Genestar, au fond, nous dit que le pape n'a rien imposé : il s'est contenté de dire sa vérité, il faut lui en laisser la liberté, comme on laisse un vieux père un peu diminué cultiver ses marottes. Ce qu'il incarne dépasse ces petitesses (Genestar n'est pas seul à tenir ce discours : Mgr Di Falco par exemple, dans le livre qu'il vient d'écrire avec Frédéric Beigbeder, Je crois, moi non plus : dialogue entre un évêque et un mécréant, déclare que si le pape rappelle de grands principes, on n'a pas à s'y arrêter ; il montre la direction, c'est la boussole mais ce n'est pas le chef).

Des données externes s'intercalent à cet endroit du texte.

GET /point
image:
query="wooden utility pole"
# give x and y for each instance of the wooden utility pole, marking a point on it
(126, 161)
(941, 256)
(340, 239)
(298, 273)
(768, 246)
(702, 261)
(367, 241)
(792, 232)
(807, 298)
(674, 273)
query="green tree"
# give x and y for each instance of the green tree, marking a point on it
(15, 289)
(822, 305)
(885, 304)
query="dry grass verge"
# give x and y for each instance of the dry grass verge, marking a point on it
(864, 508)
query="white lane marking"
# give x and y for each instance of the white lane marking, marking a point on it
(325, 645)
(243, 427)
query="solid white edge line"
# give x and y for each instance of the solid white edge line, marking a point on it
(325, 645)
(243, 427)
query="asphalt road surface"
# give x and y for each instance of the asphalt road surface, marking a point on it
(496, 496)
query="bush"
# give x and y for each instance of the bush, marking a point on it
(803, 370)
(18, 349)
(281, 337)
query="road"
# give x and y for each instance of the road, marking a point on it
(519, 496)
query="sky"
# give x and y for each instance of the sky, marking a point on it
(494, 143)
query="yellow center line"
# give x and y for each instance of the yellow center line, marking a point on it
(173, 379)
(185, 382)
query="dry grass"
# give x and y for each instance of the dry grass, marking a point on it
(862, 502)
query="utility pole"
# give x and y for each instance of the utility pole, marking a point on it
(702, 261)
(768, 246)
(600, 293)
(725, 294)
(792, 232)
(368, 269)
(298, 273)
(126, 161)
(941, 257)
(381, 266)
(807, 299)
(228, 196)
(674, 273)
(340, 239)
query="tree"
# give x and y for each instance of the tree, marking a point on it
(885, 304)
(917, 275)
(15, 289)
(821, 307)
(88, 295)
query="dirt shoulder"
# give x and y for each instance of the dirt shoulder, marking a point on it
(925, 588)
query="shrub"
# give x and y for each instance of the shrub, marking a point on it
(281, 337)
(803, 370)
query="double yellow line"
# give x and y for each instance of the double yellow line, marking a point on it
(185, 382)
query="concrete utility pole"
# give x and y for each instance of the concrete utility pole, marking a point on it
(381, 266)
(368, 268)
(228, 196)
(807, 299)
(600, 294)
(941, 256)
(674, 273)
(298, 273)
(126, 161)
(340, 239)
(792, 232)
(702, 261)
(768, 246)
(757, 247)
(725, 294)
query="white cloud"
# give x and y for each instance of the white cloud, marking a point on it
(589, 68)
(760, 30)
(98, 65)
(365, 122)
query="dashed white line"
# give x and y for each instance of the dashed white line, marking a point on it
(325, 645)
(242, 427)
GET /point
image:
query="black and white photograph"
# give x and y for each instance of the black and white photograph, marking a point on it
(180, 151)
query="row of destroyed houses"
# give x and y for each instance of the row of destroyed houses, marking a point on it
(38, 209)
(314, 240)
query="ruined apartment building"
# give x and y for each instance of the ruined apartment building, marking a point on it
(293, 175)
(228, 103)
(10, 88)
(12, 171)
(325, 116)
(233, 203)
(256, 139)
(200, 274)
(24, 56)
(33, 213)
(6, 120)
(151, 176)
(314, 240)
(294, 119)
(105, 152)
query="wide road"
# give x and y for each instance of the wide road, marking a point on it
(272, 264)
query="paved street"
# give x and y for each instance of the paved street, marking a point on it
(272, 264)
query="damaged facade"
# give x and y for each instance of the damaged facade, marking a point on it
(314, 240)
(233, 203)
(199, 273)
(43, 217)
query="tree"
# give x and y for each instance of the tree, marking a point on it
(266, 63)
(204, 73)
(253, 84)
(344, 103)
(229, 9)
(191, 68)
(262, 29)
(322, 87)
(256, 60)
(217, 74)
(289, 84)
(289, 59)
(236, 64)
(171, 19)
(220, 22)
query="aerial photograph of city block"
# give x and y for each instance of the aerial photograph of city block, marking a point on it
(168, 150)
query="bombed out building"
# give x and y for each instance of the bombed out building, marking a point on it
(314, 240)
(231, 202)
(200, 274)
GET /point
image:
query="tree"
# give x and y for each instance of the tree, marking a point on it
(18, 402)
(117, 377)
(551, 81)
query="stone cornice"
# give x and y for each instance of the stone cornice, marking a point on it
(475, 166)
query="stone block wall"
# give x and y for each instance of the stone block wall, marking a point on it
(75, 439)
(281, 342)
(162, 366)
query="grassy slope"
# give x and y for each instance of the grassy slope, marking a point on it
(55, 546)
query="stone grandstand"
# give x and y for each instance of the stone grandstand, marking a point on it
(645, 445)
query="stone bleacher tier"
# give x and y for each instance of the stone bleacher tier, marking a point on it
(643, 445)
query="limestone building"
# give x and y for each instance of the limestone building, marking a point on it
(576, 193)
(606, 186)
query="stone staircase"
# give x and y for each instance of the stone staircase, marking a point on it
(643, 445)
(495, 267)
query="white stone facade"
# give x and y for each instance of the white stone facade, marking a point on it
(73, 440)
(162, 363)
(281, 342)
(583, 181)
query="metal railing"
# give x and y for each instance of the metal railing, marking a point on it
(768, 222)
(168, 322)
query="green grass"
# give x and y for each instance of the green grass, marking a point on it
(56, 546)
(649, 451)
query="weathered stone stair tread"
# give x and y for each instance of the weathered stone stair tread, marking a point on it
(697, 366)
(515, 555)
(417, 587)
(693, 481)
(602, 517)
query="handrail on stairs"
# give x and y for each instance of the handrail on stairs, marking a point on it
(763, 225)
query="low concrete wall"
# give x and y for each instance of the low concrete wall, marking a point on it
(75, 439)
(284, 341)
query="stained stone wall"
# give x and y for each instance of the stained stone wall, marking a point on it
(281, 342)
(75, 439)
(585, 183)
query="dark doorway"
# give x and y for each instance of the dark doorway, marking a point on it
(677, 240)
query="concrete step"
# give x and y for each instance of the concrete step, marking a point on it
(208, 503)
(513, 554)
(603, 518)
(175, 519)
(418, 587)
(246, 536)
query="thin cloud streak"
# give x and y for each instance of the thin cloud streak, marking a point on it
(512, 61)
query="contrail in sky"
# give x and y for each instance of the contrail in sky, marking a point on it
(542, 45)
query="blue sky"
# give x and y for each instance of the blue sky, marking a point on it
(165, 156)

Ce texte est très intéressant parce qu'il offre une épure : en effet, c'est exactement sur ce canevas qu'ont été brodés les éloges, cette fois portés au dithyrambe, qu'a suscités la mort de Jean-Paul II. Tous les commentateurs de la presse et des médias ont repris ce même thème, radios et télévisions célébrant alors à l'unisson la mémoire du pape défunt en rappelant qu'il avait été contre le communisme un défenseur de la liberté, qu'il avait promu le dialogue entre les religions en reconnaissant surtout au judaïsme une place singulière, qu'il s'était imposé, au fil de ses voyages et par l'alchimie qui lui avait permis de susciter l'enthousiasme des déshérités, comme un véritable expert en humanité ; qu'il avait enfin demandé pardon, urbi et orbi, pour tous les crimes qui avaient ponctué l'histoire de l'Église. Au passif, on reconnaissait qu'il n'avait pas compris l'évolution naturelle de nos sociétés, d'où ce conservatisme moral qui l'avait amené à condamner l'avortement, la contraception ou l'homosexualité, mais c'était pour aussitôt enchaîner sur le fait qu'il méritait tout de même notre respect parce que, chef de l'Église, il avait su dépasser les clivages confessionnels pour incarner la nécessité d'une spiritualité susceptible de donner un sens et une âme à la démocratie universelle.